Wednesday, August 30, 2006

Procrastination is a fifteen letter word

After a short break I'm back on the blog - thanks for the prod Simon!

I have been doing quite a lot of coaching of SME's over the last couple of months. It seems to go in cycles. Sometimes I'm doing business plans and marketing plans back-to-back for weeks, at other times I'm getting used more as a sounding board, exterior perspective and coach.

I have one client (who shall remain nameless) who runs a business that potentially generates over £1,000 profit per person per day - an astonishing business in a very specialist niche that attracts public sector money. Having said this they are only managing to attract these fees for about 1 day per person per week.

And yet there is plenty of business out there and a demand for the skills in question. If I had a PHD I would be changing careers that's for sure.

So what's stopping these people upping the number of productive days per person? It would appear to be good old procrastination. They want the extra profit, they have the mechanisms to analyse the business and create a plan (provided by me) and yet they have spent the best part of 8 months fine tuning something that I could have done for them (given carte blanche) in a couple of weeks. They know it needs to be done but it almost seems to be below their intellect or at least outside of their comfort zone.

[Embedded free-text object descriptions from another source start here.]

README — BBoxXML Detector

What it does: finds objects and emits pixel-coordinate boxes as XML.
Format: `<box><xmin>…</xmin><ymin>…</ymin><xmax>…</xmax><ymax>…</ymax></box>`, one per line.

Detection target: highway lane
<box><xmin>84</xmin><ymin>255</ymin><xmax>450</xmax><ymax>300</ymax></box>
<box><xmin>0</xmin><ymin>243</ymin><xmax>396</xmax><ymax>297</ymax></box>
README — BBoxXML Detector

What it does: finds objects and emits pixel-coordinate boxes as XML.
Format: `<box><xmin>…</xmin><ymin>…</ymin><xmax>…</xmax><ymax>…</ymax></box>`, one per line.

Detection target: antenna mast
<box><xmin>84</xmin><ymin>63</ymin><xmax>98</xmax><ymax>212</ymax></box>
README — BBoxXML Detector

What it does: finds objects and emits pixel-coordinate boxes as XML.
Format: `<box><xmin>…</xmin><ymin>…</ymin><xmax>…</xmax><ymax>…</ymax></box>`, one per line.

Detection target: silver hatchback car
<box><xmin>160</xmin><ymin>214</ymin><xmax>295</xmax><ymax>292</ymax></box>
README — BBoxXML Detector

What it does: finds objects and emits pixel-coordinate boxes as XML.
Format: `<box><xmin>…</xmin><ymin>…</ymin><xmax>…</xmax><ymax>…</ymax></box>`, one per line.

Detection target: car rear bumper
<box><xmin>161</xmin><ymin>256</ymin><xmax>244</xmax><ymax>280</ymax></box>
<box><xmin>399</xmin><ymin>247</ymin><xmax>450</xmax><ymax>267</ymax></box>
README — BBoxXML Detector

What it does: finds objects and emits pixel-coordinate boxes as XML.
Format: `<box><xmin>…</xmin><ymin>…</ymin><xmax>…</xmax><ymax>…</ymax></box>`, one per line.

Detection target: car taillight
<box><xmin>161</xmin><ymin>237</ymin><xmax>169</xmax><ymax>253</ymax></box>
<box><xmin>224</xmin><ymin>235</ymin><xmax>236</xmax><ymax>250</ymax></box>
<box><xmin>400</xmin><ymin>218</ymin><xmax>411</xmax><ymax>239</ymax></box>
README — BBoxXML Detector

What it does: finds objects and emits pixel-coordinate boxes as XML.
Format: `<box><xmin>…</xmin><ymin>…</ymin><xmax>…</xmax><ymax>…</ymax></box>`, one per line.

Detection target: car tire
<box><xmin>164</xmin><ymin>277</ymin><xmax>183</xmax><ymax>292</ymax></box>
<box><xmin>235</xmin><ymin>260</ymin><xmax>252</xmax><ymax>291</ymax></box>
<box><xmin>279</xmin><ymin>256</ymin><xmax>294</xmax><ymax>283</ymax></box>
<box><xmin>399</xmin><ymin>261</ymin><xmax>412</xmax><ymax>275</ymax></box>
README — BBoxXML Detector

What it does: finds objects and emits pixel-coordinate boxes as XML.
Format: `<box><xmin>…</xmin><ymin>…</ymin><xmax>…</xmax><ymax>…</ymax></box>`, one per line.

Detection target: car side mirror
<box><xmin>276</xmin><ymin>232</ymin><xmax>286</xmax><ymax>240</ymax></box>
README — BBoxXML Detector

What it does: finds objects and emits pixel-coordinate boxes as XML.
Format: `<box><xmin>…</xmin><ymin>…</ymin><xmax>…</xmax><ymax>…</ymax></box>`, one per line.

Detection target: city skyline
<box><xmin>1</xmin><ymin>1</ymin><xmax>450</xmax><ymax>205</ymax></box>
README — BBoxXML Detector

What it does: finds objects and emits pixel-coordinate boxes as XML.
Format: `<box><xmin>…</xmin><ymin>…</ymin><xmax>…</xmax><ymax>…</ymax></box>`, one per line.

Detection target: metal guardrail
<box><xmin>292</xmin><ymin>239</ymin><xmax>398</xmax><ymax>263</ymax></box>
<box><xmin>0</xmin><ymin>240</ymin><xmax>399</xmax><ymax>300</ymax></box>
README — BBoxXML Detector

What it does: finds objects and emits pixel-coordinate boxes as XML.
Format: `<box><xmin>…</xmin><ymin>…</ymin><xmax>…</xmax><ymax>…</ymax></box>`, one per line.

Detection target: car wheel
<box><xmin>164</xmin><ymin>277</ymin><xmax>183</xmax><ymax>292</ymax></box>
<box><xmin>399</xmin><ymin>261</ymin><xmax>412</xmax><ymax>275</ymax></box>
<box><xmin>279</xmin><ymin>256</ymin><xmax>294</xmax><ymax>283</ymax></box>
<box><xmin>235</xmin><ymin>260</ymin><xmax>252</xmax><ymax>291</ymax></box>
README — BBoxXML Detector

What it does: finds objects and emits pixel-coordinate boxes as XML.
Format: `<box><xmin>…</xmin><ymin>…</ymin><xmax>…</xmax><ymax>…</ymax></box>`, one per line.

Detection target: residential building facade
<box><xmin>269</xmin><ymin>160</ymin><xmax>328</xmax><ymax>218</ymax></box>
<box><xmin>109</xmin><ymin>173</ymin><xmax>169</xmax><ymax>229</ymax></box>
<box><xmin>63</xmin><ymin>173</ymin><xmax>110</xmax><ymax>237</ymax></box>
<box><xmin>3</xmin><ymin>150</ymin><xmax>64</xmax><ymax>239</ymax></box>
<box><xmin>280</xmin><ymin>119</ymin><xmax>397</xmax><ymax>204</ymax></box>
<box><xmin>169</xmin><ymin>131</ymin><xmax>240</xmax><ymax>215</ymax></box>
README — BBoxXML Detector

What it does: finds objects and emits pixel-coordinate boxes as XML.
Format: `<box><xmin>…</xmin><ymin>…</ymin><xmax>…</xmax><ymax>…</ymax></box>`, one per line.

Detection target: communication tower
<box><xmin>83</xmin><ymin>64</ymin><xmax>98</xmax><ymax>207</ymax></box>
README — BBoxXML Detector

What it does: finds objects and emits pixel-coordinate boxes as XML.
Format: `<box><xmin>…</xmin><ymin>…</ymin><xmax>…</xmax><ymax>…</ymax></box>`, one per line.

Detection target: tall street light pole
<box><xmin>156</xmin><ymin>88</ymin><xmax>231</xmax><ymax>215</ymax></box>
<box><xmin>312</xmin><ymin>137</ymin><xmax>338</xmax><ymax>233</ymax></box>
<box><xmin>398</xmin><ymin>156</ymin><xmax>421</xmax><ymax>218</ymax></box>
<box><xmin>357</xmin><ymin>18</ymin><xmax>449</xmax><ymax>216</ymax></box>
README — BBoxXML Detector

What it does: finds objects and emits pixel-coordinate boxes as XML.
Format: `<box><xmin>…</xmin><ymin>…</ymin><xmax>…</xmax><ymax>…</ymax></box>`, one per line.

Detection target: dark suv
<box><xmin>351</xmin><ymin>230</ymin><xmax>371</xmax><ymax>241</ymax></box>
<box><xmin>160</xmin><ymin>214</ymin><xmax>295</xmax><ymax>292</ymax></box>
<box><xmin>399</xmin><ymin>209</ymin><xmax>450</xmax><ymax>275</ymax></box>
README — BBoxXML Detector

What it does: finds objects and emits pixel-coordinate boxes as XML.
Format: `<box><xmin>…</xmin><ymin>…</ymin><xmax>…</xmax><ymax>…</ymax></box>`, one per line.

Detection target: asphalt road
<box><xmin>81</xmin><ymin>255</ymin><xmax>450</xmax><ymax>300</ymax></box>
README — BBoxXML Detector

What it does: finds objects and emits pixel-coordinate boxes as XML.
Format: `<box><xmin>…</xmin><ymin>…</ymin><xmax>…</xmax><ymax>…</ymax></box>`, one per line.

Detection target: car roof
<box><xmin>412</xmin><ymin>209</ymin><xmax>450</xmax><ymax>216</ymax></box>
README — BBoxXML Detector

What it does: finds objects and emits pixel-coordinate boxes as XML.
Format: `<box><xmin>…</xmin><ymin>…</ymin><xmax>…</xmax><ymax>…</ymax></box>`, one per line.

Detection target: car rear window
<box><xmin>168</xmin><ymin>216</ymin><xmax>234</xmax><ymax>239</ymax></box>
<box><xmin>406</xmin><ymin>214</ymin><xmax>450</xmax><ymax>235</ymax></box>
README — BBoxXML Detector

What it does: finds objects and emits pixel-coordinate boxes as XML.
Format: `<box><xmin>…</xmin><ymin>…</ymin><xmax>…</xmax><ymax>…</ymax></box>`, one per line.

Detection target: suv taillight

So why haven't I demanded carte blanche and done it for them? That's easy. It's not my business and I won't be there for very long as the support scheme I am providing assistance under strictly limits the days given. If they don't own the approach they won't act on it. So I can't nag them because they need to take the initiative themselves.

It's frustrating. The client company is packed full of very intelligent people with impeccable academic qualifications and a track record in providing successful outcomes for the company's clients. So why won't they act?

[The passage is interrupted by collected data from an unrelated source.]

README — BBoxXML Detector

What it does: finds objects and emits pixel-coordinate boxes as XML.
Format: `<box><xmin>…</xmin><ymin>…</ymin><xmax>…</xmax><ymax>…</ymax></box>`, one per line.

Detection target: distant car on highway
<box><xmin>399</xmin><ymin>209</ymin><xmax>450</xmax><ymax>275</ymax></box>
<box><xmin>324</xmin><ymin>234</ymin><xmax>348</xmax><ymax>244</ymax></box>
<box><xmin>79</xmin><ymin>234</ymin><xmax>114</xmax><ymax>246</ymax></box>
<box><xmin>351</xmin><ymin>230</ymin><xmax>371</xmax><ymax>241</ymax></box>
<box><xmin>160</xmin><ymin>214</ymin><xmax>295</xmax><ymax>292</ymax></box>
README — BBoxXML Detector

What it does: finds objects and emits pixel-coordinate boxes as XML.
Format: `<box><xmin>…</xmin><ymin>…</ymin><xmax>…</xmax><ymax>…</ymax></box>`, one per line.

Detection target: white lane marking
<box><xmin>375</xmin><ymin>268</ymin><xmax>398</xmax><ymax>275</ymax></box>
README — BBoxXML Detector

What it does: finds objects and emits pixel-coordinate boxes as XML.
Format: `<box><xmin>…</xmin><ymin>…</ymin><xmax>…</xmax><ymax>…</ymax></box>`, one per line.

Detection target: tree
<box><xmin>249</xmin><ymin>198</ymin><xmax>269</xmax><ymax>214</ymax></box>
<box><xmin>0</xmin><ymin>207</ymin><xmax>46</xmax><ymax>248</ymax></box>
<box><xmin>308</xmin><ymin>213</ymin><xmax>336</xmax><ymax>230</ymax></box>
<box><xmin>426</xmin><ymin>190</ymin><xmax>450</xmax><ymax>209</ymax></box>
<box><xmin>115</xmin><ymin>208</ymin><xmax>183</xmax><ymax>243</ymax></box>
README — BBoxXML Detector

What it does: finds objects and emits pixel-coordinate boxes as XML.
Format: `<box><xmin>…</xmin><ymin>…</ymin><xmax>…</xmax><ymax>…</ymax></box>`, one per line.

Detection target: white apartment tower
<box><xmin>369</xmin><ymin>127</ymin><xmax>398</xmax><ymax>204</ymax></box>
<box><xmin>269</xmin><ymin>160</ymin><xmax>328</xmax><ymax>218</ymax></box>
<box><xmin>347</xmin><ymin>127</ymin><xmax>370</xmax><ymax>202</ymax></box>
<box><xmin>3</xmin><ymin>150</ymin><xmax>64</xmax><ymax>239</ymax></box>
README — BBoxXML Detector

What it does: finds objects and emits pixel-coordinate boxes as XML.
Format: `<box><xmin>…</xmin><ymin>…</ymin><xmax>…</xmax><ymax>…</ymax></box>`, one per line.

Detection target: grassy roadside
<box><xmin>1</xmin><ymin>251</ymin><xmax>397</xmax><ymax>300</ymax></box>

Procrastination is a terrible thing. Not knowing how to start something can kill a project. We have all experienced it - you sit pondering how to approach something and suddenly the day has disappeared.

Sadly I have to sign off from this client in another 7 hours of support. The goals is tantalisingly within reach and I have let them know this. It occurs to me that less qualified and less intelligent clients of mine seem to be more focused and more able to make progress. It's almost as if the intelligence is a curse as minds tend to wander and continuously branch off down interesting little side-avenues rather than chase the goal. Less curious minds will occasionally fall foul of not looking at the wider picture but they do seem to be better at getting stuff done.

I value intelligence above most things. The ability to process information and create new things is important in my book. But pondering the balance of people in an organisation I can see that you need a handful of intelligent types and many less intelligent ones with experience of doing the job in hand. My client is top-heavy in brains and woefully short in selling and doing skills. They may or may not make it but I will be advising them to get some pragmatists on board ASAP. The problem is that they will spend months deliberating over whether to do this or not and by then I will be gone. I just hope the message stays.

If you know how to cure an epidemic of procrastination in an SME please let me know.